On the heels of the Tribune article, it was reported yesterday that Morton County is adding itself to a list of local governments that are utilizing OpenGov. This is a cloud-based software that can be utilized to make the financial information of government entities available to the public via the internet. In a nutshell, it provides an increased level of transparency at the local level.
Cass County was the first county in the state to make the move to OpenGov in 2014. Since that time, McKenzie County, Fargo, and Grand Forks have done the same. Such transparency means easier accessibility for those who may be interested in such information. When it comes to finances, individuals no longer have to drive to these county or city offices, make phone calls, or send in record requests. They can just access the information they’re seeking through the internet.

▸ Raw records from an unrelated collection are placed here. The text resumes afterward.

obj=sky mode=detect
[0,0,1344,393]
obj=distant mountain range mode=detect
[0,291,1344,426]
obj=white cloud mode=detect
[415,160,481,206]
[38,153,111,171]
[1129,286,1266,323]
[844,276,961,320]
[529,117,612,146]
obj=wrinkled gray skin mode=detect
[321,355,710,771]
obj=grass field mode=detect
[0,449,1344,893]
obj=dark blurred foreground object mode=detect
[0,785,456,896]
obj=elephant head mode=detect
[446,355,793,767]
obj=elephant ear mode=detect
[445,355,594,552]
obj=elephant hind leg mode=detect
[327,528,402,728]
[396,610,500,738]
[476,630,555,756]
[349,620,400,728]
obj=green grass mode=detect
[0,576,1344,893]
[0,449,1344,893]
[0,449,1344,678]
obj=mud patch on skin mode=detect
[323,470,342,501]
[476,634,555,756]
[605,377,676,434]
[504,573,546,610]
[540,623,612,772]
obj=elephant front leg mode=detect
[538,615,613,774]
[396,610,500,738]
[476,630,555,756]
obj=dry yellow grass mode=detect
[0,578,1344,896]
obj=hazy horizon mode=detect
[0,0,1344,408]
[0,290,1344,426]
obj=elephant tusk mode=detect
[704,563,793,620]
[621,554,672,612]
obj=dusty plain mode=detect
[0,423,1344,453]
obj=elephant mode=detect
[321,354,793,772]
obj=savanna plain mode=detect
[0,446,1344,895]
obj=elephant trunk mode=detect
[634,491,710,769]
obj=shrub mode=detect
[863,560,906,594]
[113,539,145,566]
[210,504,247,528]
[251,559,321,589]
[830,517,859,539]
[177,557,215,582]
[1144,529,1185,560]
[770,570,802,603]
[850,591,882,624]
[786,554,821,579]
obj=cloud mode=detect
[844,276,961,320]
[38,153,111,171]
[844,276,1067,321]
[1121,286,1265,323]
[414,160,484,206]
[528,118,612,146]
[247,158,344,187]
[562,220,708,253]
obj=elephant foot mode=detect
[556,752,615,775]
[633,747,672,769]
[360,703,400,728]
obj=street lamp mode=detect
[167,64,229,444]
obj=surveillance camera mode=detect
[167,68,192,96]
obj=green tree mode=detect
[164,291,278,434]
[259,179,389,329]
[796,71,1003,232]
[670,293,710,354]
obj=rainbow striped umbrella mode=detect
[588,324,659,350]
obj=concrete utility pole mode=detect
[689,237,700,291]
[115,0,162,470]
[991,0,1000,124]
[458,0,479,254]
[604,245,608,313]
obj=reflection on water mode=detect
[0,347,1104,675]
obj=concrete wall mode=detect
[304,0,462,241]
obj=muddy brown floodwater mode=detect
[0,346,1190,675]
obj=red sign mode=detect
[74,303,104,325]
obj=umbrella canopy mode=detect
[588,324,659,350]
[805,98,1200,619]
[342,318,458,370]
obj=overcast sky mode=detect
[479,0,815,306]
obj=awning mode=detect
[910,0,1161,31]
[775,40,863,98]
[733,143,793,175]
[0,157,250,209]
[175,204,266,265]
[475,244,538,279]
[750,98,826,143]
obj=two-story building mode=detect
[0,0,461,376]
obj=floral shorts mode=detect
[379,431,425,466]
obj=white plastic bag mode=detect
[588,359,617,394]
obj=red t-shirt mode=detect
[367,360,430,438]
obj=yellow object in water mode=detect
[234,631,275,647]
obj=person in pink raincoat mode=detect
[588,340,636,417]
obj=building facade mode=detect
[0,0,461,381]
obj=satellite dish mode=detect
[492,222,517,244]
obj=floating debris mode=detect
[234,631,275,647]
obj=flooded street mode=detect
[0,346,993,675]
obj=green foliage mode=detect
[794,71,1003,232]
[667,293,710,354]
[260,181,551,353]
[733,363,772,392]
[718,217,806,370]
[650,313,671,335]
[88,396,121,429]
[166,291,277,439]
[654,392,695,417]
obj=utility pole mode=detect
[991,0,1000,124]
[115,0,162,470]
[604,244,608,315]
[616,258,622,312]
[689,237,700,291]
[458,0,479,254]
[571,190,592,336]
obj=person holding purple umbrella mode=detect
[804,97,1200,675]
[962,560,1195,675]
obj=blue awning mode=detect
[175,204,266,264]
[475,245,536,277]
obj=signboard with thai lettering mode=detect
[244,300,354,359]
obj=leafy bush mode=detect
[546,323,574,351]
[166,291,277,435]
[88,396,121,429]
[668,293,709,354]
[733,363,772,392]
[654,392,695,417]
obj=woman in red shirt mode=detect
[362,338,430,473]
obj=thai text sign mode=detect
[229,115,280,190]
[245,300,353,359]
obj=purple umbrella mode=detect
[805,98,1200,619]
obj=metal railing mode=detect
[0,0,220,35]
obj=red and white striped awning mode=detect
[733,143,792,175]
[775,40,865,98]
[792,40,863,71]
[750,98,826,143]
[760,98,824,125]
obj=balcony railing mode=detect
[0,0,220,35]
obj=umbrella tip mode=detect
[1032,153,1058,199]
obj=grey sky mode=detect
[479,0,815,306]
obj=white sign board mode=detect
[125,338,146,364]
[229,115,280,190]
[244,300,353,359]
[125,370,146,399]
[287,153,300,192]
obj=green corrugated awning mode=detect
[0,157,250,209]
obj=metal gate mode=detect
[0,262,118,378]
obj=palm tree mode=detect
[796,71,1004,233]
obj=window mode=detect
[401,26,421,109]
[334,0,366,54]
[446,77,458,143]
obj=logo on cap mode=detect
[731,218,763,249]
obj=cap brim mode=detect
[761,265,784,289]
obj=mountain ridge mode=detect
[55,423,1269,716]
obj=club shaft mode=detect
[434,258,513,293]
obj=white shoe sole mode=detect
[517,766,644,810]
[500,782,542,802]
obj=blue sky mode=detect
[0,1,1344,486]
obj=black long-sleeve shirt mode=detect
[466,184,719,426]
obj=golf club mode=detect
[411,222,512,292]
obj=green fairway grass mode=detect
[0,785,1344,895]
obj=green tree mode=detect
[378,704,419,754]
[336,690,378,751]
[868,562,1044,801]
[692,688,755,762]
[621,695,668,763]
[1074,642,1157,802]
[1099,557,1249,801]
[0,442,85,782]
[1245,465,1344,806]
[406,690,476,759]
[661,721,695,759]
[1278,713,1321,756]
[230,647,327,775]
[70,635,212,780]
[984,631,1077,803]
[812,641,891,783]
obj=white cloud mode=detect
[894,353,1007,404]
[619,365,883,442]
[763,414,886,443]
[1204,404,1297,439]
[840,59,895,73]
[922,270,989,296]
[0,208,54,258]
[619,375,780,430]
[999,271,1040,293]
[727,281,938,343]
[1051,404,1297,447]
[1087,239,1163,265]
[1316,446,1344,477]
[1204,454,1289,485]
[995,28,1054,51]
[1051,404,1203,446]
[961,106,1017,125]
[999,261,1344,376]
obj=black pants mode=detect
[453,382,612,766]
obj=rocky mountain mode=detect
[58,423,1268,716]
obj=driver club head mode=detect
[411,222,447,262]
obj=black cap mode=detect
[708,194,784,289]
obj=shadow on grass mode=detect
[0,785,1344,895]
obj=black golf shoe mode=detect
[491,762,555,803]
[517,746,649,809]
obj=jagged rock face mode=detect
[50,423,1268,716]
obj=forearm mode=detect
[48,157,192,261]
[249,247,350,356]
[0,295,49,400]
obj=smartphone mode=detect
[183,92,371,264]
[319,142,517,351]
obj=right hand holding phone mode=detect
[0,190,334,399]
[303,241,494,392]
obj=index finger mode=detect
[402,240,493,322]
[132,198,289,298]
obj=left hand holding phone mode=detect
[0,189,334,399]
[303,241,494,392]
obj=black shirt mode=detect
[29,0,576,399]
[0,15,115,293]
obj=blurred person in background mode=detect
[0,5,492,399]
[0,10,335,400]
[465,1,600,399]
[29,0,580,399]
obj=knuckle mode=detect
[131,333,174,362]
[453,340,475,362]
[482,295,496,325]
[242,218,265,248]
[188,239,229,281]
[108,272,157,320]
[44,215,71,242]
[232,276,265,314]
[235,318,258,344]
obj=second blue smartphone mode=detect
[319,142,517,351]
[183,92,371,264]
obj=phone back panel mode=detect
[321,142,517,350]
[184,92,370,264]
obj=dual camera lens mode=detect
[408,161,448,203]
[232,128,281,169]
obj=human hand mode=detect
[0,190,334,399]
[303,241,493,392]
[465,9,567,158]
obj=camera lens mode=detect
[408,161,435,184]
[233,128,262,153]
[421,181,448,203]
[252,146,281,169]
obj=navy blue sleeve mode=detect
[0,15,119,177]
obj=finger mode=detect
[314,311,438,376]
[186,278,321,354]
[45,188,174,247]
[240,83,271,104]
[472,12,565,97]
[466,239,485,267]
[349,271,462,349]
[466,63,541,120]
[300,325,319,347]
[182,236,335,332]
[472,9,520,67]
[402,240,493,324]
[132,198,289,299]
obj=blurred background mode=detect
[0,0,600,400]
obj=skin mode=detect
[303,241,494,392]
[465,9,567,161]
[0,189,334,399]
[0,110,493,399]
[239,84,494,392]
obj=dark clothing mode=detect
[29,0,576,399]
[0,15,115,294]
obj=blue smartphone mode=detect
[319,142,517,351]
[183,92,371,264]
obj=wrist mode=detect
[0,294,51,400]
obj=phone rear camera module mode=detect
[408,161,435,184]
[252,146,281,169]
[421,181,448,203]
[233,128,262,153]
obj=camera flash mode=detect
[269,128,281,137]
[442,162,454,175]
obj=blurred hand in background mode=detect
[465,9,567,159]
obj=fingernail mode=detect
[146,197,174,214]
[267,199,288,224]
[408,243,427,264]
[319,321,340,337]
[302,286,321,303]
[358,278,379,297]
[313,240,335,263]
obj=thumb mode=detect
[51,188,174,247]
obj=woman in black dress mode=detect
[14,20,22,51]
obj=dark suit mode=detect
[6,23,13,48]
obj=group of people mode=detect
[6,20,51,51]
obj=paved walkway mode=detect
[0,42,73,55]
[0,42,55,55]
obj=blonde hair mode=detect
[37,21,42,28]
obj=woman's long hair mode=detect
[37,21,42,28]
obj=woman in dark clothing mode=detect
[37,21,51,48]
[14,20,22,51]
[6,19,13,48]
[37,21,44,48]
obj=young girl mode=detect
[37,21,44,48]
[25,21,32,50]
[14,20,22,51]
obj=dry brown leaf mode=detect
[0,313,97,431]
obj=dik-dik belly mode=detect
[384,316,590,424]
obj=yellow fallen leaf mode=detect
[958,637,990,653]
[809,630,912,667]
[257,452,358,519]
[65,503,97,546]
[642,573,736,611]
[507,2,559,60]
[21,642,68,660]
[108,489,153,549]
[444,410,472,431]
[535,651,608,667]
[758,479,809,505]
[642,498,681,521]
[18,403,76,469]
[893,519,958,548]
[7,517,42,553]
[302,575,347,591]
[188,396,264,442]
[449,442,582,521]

Transparency comes with a price though. When it comes to the state’s system, the initial cost was $231,000— and that’s not including staff time. Annual cost to the state runs about $42,500. In the case of OpenGov – used by Morton County and others – it’s about $7,000/year.
Patrick Henry once said:
“The liberties of a people never were, nor ever will be, secure, when the transactions of their rulers may be concealed from them.”
I agree. In and of itself, I believe that increased transparency creates an environment for better government. But perhaps the true value of it can only be measured by the involvement of the people and whether we utilize it or not. Otherwise, it’s money spent with little or nothing gained.